32. Three Start Up Questions
You may be cross-examined on absolutely everything, not just on your opinion. This can include your knowledge of the legal process. Remember the three questions which every barrister/trial lawyer utilises frequently at the beginning of an examination.

They are:-
• Do you know your duty to the Court, including your knowledge of the relevant legal tests?
• Are you an expert on all points on which you have given an opinion?
• Is there a range of opinion which reasonable and respectable doctors may hold?

Ensure you are clear on your answers to these before getting into the witness box.

33. Questions to Avoid
Stay away from specific legal, technical and ethical issues are far as possible. Stick to your report, your stated opinions and the reasoning behind them.

34. Lack of Immunity
Remember, as a medical expert you do not have immunity when giving evidence. Adverse criticism in public can have a marked effect on your personal, private and financial life. A number of experts have found themselves on the receiving end of severe public criticism which have led to orders for costs against them, whilst others have had prison sentences imposed for perverting the course of justice, for instance by changing their report and its conclusions without reasonable cause.

35. Professional Recognition

Make sure you have the relevant professional recognition in your specific area of expertise. In UK medical terms this will require annual appraisal and five yearly revalidation, so that your name stays on the professional register held by the General Medical Council (GMC)l. This can be checked at any time by both the plaintiff’s and the defendant’s lawyers.

36. Court Etiquette
As well as keeping up to date in your own field, you must similarly be cognisant of the requirements of the Court process in any jurisdiction in which you appear as an expert witness. This can be more arduous than it appears, for instance in the British Isles there are at least seven different jurisdictions with sometimes obvious, and at others subtle, differences in procedure. This can even include how you address the judge. Check procedures with the instructing lawyers and the barrister/trial lawyer at the earliest opportunity.

37. CPD Training
Participate in specific training in medico-legal issues at least on an annual basis. There are online courses, conferences and indeed University degrees related to both medical and legal practice. Further, a medico-legal practice is a business and at least some of the CPD should be directed towards business acumen.

38. Presentation Skills
Constantly improve your presentation skills and not just in the Court situation. Offer to give talks in general and on medico-legal issues particularly from stage. Having to stand up and deliver content is one of the best methods of learning, particularly when being asked unprepared questions by members of the audience.
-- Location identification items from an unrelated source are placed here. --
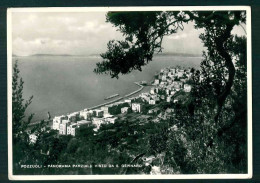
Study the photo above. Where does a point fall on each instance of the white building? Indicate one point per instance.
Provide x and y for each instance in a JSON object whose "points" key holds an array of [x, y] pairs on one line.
{"points": [[152, 102], [63, 127], [105, 109], [111, 120], [57, 121], [136, 107], [97, 122], [180, 73], [99, 113], [71, 129], [164, 77], [156, 81], [187, 87], [169, 98], [33, 138], [152, 91], [124, 110], [73, 116]]}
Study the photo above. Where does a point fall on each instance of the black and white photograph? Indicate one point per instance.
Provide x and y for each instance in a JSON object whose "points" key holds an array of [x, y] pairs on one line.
{"points": [[108, 93]]}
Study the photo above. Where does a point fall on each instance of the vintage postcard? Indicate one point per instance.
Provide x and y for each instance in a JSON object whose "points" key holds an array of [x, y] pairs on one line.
{"points": [[129, 93]]}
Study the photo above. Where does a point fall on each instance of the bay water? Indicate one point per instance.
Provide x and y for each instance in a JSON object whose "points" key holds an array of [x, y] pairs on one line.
{"points": [[63, 84]]}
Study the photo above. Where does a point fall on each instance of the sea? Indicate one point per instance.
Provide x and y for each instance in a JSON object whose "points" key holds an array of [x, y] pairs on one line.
{"points": [[65, 84]]}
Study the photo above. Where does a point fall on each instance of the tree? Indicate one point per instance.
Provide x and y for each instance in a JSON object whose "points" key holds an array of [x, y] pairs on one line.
{"points": [[210, 117], [21, 148]]}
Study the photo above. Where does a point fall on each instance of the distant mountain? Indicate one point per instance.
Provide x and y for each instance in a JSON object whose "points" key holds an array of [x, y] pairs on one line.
{"points": [[180, 54]]}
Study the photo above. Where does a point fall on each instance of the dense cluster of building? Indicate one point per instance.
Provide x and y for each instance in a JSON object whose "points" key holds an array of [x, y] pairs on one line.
{"points": [[166, 84], [69, 124]]}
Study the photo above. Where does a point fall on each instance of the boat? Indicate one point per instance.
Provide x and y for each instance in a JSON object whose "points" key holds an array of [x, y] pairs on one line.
{"points": [[112, 96]]}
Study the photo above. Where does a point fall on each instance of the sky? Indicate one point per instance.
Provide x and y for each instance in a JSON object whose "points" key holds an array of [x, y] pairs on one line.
{"points": [[85, 34]]}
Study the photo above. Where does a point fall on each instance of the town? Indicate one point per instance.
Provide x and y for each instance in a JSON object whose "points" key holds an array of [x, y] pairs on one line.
{"points": [[168, 86]]}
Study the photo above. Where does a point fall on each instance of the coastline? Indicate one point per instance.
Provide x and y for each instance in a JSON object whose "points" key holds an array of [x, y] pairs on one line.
{"points": [[136, 92]]}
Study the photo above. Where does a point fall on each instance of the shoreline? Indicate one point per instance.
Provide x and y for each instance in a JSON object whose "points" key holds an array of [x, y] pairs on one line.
{"points": [[103, 104]]}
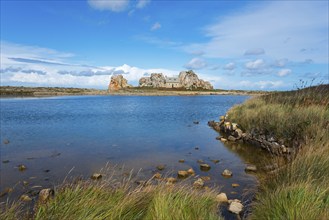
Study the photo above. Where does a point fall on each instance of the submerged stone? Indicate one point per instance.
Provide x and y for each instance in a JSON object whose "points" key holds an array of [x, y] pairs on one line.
{"points": [[204, 167], [21, 167], [25, 198], [182, 174], [235, 207], [45, 194], [161, 167], [96, 176], [251, 168], [191, 171], [157, 176], [221, 198], [198, 183], [227, 173]]}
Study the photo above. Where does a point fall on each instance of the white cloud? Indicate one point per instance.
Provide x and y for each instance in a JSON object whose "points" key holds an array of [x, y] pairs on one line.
{"points": [[196, 63], [142, 3], [111, 5], [254, 51], [155, 26], [284, 72], [268, 25], [229, 66], [30, 68], [257, 64], [262, 84]]}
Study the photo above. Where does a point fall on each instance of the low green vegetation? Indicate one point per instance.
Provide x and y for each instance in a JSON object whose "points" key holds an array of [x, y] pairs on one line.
{"points": [[109, 200], [300, 189]]}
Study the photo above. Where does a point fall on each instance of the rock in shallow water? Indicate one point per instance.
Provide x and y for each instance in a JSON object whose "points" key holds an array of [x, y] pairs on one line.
{"points": [[45, 194], [198, 183], [204, 167], [221, 198], [251, 168], [161, 167], [227, 173], [21, 167], [96, 176], [182, 174], [235, 206], [25, 198]]}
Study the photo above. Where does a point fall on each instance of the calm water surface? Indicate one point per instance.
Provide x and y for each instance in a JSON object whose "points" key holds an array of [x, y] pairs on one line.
{"points": [[53, 135]]}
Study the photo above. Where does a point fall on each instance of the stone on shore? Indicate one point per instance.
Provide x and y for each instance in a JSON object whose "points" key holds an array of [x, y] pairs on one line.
{"points": [[161, 167], [21, 167], [96, 176], [171, 180], [25, 198], [251, 168], [231, 138], [191, 171], [118, 82], [227, 173], [182, 174], [223, 139], [198, 183], [221, 198], [235, 206], [45, 194], [204, 167], [157, 176]]}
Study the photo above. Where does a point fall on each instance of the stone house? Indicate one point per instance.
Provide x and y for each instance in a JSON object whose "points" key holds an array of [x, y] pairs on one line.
{"points": [[173, 82]]}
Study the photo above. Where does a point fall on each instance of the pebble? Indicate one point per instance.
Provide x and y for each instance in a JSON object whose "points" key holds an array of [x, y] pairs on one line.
{"points": [[96, 176], [161, 167], [21, 167], [198, 183], [251, 168], [182, 174], [25, 198], [204, 167], [221, 197], [227, 173], [191, 171]]}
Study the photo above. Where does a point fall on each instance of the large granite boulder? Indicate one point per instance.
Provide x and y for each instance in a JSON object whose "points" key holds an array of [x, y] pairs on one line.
{"points": [[190, 80], [156, 80], [118, 82]]}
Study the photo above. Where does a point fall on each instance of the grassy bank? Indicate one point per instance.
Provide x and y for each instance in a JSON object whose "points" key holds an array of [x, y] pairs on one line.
{"points": [[110, 199], [300, 189]]}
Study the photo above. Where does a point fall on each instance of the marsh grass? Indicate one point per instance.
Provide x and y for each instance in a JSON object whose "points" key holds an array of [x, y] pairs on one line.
{"points": [[300, 189], [113, 198]]}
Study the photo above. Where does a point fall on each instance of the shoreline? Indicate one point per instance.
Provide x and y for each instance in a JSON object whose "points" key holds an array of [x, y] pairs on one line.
{"points": [[22, 92]]}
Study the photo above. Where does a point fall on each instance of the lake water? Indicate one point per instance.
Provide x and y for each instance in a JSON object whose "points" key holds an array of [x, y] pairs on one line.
{"points": [[50, 136]]}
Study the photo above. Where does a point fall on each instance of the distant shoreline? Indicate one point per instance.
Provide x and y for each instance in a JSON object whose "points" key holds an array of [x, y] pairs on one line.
{"points": [[20, 91]]}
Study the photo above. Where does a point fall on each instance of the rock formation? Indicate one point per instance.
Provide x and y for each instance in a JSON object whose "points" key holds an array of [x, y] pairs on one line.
{"points": [[118, 82], [156, 80], [186, 79]]}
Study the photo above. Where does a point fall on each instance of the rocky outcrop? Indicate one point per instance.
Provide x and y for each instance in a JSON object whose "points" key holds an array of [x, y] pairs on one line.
{"points": [[186, 79], [118, 82], [156, 80], [190, 80], [256, 137]]}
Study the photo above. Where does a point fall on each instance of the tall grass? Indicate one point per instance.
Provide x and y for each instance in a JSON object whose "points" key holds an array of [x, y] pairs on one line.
{"points": [[300, 189], [113, 199]]}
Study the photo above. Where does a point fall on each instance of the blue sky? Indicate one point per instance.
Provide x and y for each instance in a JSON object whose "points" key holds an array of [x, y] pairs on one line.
{"points": [[258, 45]]}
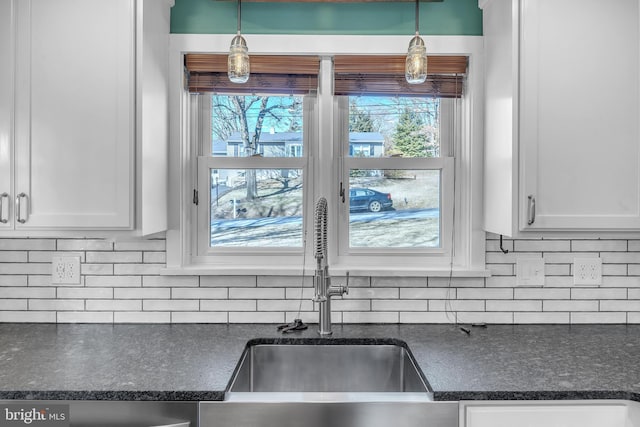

Writing up the salient points of anonymised medico-legal cases as case reports or blogs is another useful way of communicating with others and at the same time clarifying issues for yourself. The same is true of writing articles for magazines or editorials for appropriate journals.

39. Reflect on Outcome
Do not become emotionally attached to the outcome of a case, but do consider it in the light of the evidence you gave, why it was preferred or not preferred by the Court and reflect to see if there are any further learnings for yourself. As Stuart Emery states, “the path to mastery in any subject is to correct not protect”. Be open and honest with yourself and always seek to improve your practice, both in your reporting and in delivery of your reports.

These are the standards/disciplines that have proved most valuable to me in providing a large medico-legal practice covering both personal injury and medical negligence cases. Helping the legal profession, insurers and Courts to make fully informed decisions which impact on a client’s physical and emotional wellbeing has proved very fulfilling and rewarding.

Finally, a successfully run medico-legal practice is not a one-person operation. It is a business which requires good administrative back-up with skilled and experienced secretarial staff and the services of a competent accountant to run the practice successfully. No matter how good you are as an individual expert, it is the back-up team which leads to a successful and a prosperous business.